Streaming Euclidean Max-Cut: Dimension vs Data Reduction

Max-Cut is a fundamental problem that has been studied extensively in various settings. We study Euclidean Max-Cut, where the input is a set of points in $\mathbb{R}^d$, in the model of dynamic geometric streams, that is, the input is $X\subseteq [\Delta]^d$ presented as a sequence of point insertions and deletions. Previous results by Frahling and Sohler [STOC'05] only address the low-dimensional regime, as their $(1+\epsilon)$-approximation algorithm uses space $\exp(d)$. We design the first streaming algorithms that use space $\mathrm{poly}(d)$, and are thus suitable for a high dimension $d$. We tackle this challenge of high dimension using two well-known approaches. The first one is via \emph{dimension reduction}, where we show that target dimension $\mathrm{poly}(\epsilon^{-1})$ suffices for the Johnson-Lindenstrauss transform to preserve Max-Cut within factor $(1 \pm \epsilon)$. This result extends the applicability of the prior work (algorithm with $\exp(d)$-space) also to high dimension.
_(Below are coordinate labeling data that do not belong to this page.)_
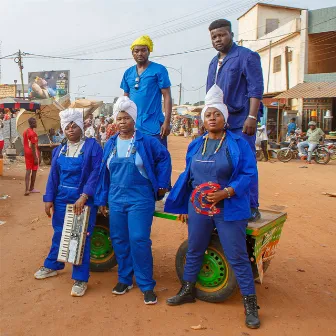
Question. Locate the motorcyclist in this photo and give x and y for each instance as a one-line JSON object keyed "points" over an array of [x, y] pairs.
{"points": [[312, 139]]}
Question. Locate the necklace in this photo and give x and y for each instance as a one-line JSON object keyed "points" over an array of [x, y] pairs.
{"points": [[218, 147]]}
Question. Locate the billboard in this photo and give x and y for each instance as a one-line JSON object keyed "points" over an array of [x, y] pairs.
{"points": [[7, 90], [46, 84]]}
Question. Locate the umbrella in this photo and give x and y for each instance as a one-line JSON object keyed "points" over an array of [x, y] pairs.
{"points": [[47, 116], [88, 106], [19, 103]]}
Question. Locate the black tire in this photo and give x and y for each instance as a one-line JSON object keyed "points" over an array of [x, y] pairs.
{"points": [[102, 253], [285, 155], [212, 293], [322, 156]]}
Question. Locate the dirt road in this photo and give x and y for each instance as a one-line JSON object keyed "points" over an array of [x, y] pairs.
{"points": [[298, 296]]}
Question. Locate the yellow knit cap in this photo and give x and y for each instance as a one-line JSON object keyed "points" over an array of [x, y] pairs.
{"points": [[144, 40]]}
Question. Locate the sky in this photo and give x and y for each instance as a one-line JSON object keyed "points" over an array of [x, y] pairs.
{"points": [[106, 28]]}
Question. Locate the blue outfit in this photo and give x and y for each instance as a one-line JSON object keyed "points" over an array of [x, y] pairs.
{"points": [[240, 78], [68, 178], [148, 97], [233, 165], [131, 199]]}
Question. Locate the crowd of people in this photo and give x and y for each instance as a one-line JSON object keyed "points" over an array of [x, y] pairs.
{"points": [[133, 171]]}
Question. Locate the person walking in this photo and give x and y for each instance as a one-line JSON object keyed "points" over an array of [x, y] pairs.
{"points": [[146, 83], [135, 172], [31, 154], [224, 158], [237, 71], [72, 180]]}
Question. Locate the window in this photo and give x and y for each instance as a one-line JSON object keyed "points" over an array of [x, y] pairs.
{"points": [[277, 64], [271, 24]]}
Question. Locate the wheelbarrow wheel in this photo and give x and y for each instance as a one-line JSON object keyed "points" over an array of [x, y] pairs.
{"points": [[102, 257], [216, 281]]}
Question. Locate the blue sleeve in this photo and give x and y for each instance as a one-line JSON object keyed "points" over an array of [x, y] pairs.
{"points": [[162, 164], [254, 77], [52, 183], [247, 169], [163, 78], [96, 158], [124, 85]]}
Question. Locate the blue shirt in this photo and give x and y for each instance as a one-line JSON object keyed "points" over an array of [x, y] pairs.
{"points": [[240, 77], [148, 97], [122, 148]]}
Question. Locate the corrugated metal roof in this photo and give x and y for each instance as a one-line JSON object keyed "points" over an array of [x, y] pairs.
{"points": [[310, 90]]}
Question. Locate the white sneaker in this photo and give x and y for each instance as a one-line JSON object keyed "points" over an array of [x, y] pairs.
{"points": [[44, 273], [79, 288]]}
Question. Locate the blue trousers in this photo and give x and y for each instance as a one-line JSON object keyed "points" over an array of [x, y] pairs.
{"points": [[130, 228], [80, 272], [232, 236], [254, 187]]}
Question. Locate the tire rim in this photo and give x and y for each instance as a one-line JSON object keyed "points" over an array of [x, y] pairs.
{"points": [[101, 247], [214, 272]]}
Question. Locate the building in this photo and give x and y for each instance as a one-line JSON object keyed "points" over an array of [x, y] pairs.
{"points": [[295, 46]]}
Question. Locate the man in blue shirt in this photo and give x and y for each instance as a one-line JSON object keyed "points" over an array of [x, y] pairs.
{"points": [[237, 71], [145, 83]]}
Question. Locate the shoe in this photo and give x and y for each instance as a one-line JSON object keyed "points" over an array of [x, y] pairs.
{"points": [[185, 295], [251, 311], [121, 289], [79, 288], [150, 297], [255, 215], [44, 273]]}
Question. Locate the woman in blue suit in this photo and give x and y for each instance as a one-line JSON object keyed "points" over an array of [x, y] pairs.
{"points": [[226, 159], [72, 180], [135, 172]]}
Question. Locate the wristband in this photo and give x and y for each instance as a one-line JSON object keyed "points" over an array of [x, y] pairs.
{"points": [[228, 192], [252, 117]]}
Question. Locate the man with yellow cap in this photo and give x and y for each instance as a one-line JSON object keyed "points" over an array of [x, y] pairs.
{"points": [[145, 83]]}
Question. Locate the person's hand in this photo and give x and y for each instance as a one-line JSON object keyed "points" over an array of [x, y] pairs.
{"points": [[183, 218], [165, 129], [216, 196], [250, 126], [103, 210], [48, 207], [79, 205]]}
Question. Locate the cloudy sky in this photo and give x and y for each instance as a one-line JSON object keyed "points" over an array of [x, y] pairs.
{"points": [[106, 28]]}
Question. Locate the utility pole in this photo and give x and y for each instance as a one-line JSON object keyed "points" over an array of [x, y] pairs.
{"points": [[18, 60], [180, 93]]}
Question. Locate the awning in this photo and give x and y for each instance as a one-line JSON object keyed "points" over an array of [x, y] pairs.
{"points": [[310, 90]]}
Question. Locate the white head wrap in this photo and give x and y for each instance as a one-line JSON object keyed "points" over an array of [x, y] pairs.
{"points": [[214, 98], [125, 104], [72, 115]]}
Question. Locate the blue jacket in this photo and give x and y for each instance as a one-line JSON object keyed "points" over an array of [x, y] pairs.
{"points": [[240, 77], [244, 167], [92, 158], [156, 160]]}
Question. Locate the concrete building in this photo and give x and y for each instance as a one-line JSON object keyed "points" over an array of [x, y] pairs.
{"points": [[295, 46]]}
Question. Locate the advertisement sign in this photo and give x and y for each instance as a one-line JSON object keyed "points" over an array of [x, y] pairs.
{"points": [[7, 90], [47, 84]]}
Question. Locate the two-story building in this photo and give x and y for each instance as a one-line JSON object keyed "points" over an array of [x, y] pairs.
{"points": [[297, 47]]}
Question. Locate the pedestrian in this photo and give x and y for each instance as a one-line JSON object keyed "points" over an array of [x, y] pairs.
{"points": [[72, 180], [145, 83], [291, 126], [313, 137], [31, 154], [135, 172], [225, 158], [237, 71], [2, 139]]}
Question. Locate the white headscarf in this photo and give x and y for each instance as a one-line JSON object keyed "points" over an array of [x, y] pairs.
{"points": [[72, 115], [214, 98], [125, 104]]}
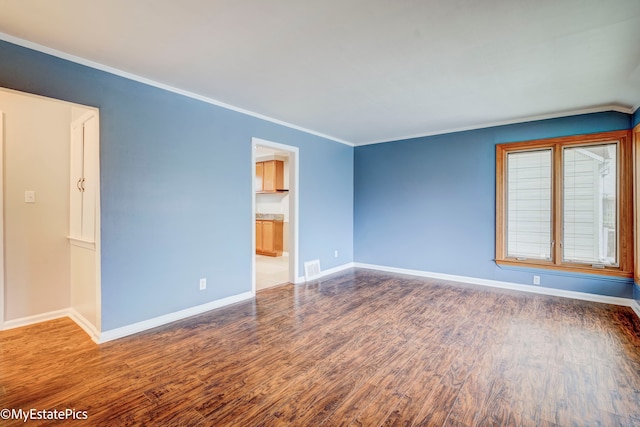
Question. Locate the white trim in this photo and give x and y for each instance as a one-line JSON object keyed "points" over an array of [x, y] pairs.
{"points": [[294, 217], [84, 324], [86, 244], [601, 109], [626, 302], [96, 65], [1, 220], [171, 317], [37, 318], [300, 280], [144, 80], [636, 307]]}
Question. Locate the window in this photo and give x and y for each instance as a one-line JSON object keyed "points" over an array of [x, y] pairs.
{"points": [[566, 203]]}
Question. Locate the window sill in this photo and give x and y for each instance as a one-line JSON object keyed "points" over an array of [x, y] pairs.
{"points": [[573, 268]]}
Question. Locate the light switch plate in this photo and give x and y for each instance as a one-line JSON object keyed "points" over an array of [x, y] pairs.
{"points": [[29, 196]]}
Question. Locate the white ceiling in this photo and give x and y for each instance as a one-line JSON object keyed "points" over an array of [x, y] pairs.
{"points": [[358, 71]]}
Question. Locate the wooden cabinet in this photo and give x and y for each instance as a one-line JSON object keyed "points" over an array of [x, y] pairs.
{"points": [[270, 176], [269, 237]]}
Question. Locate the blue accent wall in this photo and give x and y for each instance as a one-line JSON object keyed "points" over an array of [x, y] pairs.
{"points": [[175, 179], [429, 203]]}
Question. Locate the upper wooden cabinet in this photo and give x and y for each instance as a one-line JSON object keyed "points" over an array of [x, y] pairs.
{"points": [[270, 176]]}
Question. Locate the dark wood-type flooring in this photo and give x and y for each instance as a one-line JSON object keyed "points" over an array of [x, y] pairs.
{"points": [[359, 348]]}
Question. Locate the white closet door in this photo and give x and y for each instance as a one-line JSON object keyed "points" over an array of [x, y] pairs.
{"points": [[83, 178]]}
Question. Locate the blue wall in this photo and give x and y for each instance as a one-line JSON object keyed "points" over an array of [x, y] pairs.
{"points": [[429, 203], [176, 188]]}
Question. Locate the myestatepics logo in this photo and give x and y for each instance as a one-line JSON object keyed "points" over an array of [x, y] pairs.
{"points": [[42, 414]]}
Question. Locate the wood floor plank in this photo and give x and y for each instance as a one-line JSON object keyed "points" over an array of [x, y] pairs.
{"points": [[357, 348]]}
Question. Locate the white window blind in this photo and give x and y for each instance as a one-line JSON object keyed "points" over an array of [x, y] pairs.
{"points": [[590, 216], [529, 204]]}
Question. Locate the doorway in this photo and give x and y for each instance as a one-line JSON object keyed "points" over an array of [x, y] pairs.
{"points": [[276, 264]]}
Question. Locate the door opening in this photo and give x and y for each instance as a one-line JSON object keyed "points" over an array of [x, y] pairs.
{"points": [[275, 214]]}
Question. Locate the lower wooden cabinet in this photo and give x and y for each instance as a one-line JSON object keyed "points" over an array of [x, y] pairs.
{"points": [[269, 237]]}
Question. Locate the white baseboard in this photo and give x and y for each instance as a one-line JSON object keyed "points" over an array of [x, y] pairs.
{"points": [[324, 273], [30, 320], [627, 302], [171, 317], [85, 325]]}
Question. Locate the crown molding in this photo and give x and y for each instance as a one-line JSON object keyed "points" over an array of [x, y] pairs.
{"points": [[599, 109], [111, 70]]}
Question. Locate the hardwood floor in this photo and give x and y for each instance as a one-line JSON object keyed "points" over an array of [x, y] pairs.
{"points": [[360, 348]]}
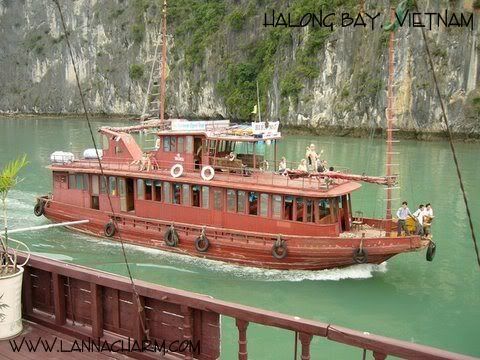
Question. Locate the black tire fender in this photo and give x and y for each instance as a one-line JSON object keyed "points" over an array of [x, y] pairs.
{"points": [[202, 243], [360, 256], [39, 208], [279, 249], [171, 237]]}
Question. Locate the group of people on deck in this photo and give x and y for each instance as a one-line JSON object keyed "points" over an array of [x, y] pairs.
{"points": [[310, 163], [422, 216]]}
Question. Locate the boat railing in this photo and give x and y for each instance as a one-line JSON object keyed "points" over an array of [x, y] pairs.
{"points": [[92, 304], [244, 175]]}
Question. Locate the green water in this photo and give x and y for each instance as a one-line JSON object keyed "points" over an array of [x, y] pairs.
{"points": [[408, 298]]}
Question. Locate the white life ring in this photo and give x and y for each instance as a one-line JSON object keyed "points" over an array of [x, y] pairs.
{"points": [[176, 170], [207, 173]]}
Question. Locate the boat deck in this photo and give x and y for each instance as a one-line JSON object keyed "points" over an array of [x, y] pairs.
{"points": [[62, 343]]}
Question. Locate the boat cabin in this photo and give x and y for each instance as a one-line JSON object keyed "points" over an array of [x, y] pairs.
{"points": [[257, 199]]}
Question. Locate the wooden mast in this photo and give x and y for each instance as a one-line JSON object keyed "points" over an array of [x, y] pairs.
{"points": [[390, 119], [164, 63]]}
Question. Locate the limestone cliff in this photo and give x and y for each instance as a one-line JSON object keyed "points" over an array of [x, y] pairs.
{"points": [[218, 50]]}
The second approach is \emph{data reduction}, based on importance sampling. We implement this scheme in streaming by employing a randomly-shifted quadtree. While this is a well-known method to construct a tree embedding, a key feature of our algorithm is that the distortion $O(d\log\Delta)$ affects only the space requirement $\mathrm{poly}(\epsilon^{-1} d\log\Delta)$, and not the approximation ratio $1+\epsilon$. These results are in line with the growing interest and recent results on streaming (and other) algorithms for high dimension.